While these activities were in progress, the researchers recorded the activity of single neurons – 296 in all – and the “background” local electrical signals in regions of the brain where memories are encoded (the hippocampus and the amygdala). According to the results, image recognition was stronger when learning occurred while neuronal spikes were in sync with local theta waves. Most studies of theta waves have been conducted in rats, with only a few studies in humans, in part because EEG electrodes need to be placed directly on the brain’s surface for highly precise measurements. This study was conducted with eight volunteers who suffer from epilepsy and were undergoing intracranial EEGs. These are often used to pinpoint the source of epileptic seizure activity. The authors note that steps were taken to ensure that the patients’ underlying medical condition did not affect the outcome of the study.
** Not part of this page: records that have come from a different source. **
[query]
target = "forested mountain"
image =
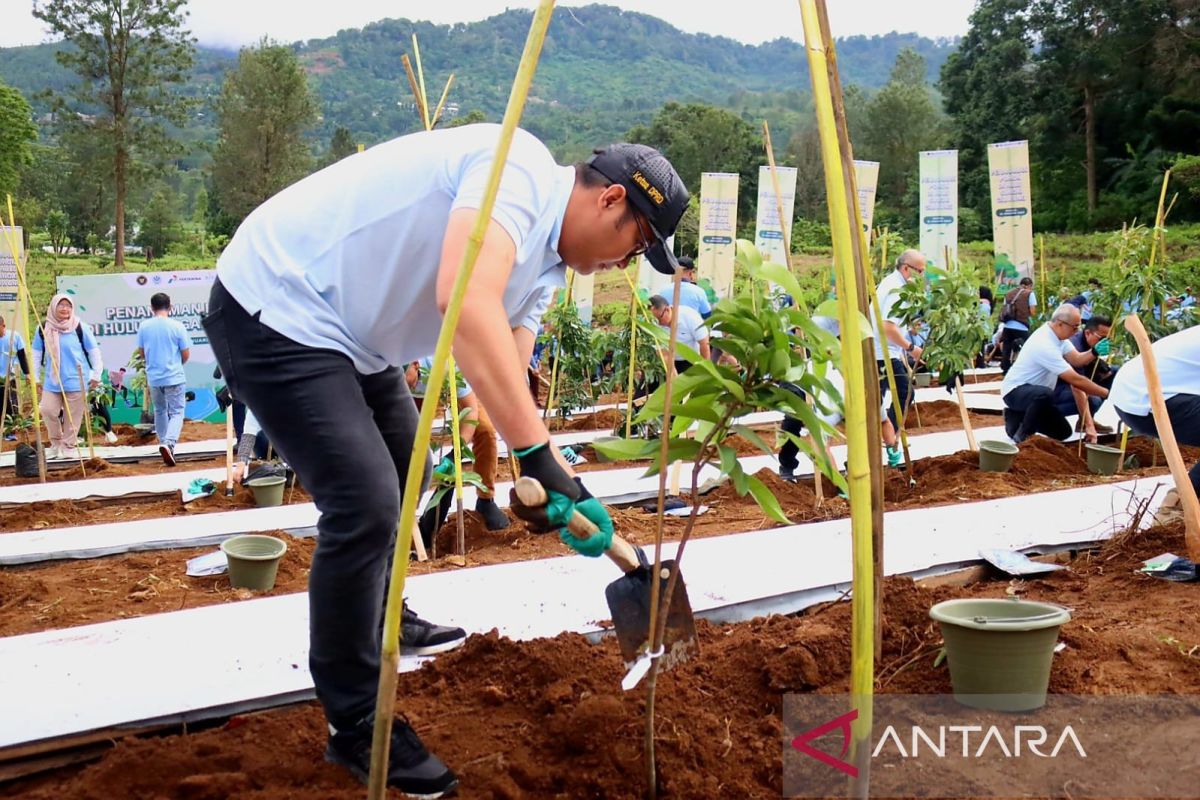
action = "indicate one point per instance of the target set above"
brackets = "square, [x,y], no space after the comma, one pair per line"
[603,71]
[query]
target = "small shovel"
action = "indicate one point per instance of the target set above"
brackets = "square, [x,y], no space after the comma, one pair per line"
[629,597]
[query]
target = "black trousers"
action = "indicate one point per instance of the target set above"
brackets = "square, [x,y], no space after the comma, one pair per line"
[903,388]
[1011,343]
[1183,410]
[349,438]
[1031,410]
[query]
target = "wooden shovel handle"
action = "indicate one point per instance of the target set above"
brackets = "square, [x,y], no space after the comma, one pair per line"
[1167,435]
[532,493]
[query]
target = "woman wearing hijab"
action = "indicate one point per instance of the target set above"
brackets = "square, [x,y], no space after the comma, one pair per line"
[61,347]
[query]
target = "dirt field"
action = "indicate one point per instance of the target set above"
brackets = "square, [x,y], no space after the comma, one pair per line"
[546,719]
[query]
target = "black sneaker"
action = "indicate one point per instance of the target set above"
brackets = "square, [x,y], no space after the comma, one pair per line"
[419,637]
[411,768]
[493,518]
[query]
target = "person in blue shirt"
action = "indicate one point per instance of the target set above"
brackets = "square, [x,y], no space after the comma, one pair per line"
[165,344]
[64,348]
[317,310]
[12,353]
[690,294]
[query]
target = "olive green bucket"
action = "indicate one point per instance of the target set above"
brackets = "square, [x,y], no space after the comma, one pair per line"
[1102,459]
[996,456]
[1000,650]
[253,560]
[268,491]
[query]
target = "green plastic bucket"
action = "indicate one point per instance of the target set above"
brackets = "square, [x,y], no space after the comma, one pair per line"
[268,491]
[1000,650]
[996,456]
[253,560]
[1102,459]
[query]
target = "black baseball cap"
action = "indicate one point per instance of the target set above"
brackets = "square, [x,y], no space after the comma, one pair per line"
[653,186]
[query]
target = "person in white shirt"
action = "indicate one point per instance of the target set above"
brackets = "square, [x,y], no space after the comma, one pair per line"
[690,294]
[910,266]
[690,329]
[1177,358]
[1027,389]
[318,306]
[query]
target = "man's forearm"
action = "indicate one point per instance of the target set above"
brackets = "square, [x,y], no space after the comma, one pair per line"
[486,352]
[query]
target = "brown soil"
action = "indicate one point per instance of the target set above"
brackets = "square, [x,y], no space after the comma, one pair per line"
[546,719]
[58,594]
[67,513]
[101,468]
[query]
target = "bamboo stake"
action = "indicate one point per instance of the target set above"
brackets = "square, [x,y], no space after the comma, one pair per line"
[658,615]
[4,404]
[389,661]
[633,358]
[23,292]
[229,452]
[420,80]
[785,227]
[1167,435]
[963,413]
[858,473]
[437,112]
[456,438]
[87,413]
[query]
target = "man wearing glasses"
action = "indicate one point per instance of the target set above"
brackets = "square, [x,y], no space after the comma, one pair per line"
[318,306]
[1048,358]
[910,266]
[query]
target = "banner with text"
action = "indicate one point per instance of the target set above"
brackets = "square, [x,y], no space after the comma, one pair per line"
[718,230]
[9,276]
[768,233]
[867,178]
[1012,210]
[940,206]
[115,306]
[582,290]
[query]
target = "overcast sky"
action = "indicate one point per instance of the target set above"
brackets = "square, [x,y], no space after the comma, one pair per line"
[233,23]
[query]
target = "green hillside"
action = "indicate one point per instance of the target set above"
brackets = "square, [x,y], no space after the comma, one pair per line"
[603,71]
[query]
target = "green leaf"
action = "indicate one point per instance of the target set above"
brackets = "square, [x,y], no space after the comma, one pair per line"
[627,449]
[780,275]
[766,500]
[754,438]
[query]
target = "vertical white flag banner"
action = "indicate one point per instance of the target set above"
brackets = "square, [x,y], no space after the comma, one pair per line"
[1012,210]
[718,230]
[940,206]
[768,232]
[867,178]
[9,276]
[582,292]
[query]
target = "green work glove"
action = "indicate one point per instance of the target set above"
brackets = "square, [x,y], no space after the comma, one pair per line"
[445,467]
[598,542]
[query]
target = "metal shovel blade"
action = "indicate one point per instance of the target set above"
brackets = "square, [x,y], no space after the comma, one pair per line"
[629,602]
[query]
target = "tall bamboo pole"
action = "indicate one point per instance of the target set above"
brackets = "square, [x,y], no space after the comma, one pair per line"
[858,427]
[389,660]
[23,292]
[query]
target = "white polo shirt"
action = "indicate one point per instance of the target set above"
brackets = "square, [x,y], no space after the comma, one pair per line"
[690,330]
[1039,362]
[888,294]
[1177,358]
[347,258]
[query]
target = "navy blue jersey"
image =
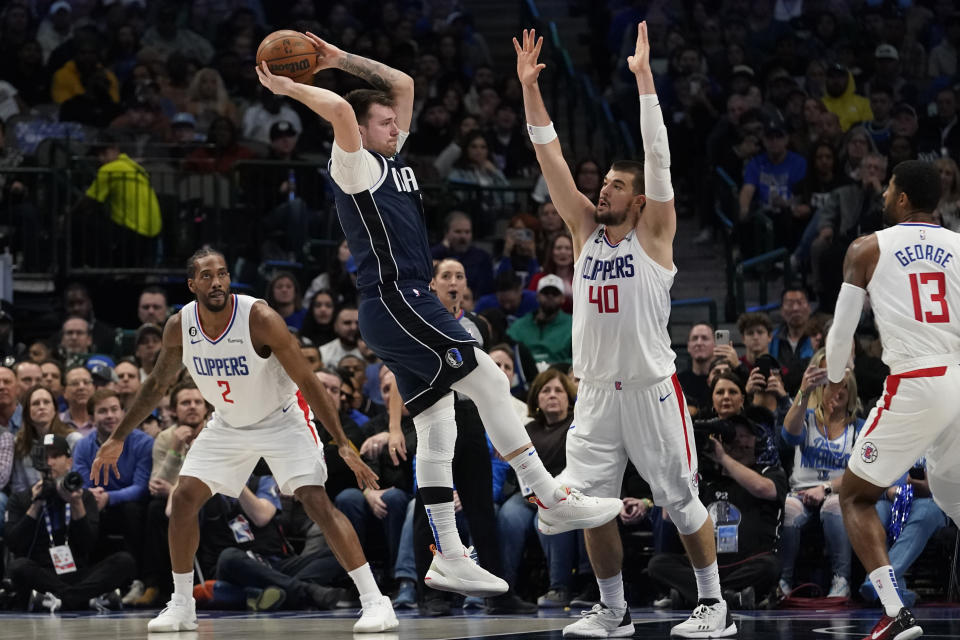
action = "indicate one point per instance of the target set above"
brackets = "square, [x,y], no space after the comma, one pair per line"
[386,229]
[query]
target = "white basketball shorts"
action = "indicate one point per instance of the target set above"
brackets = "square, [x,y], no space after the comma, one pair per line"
[649,425]
[223,457]
[917,415]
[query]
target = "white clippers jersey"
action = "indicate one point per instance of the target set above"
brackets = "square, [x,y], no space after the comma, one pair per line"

Brain wave frequency is measured per second and quantified in hertz (Hz). A wave that cycles 10 times per second is considered a 10 Hz wave. Most brain waves recorded in humans range up to about 40 Hz, although they also go much higher. Theta waves oscillate toward the lower end of the scale, in about the four Hz to seven Hz range.

Neurosurgeon Ian B. Ross, M.D., and the Huntington Memorial Hospital Epilepsy & Brain Mapping Unit also participated in this study.

Funding for the study was provided by the Gordon and Betty Moore Foundation, the William T. Gimbel Discovery Fund, and the Howard Hughes Medical Institute.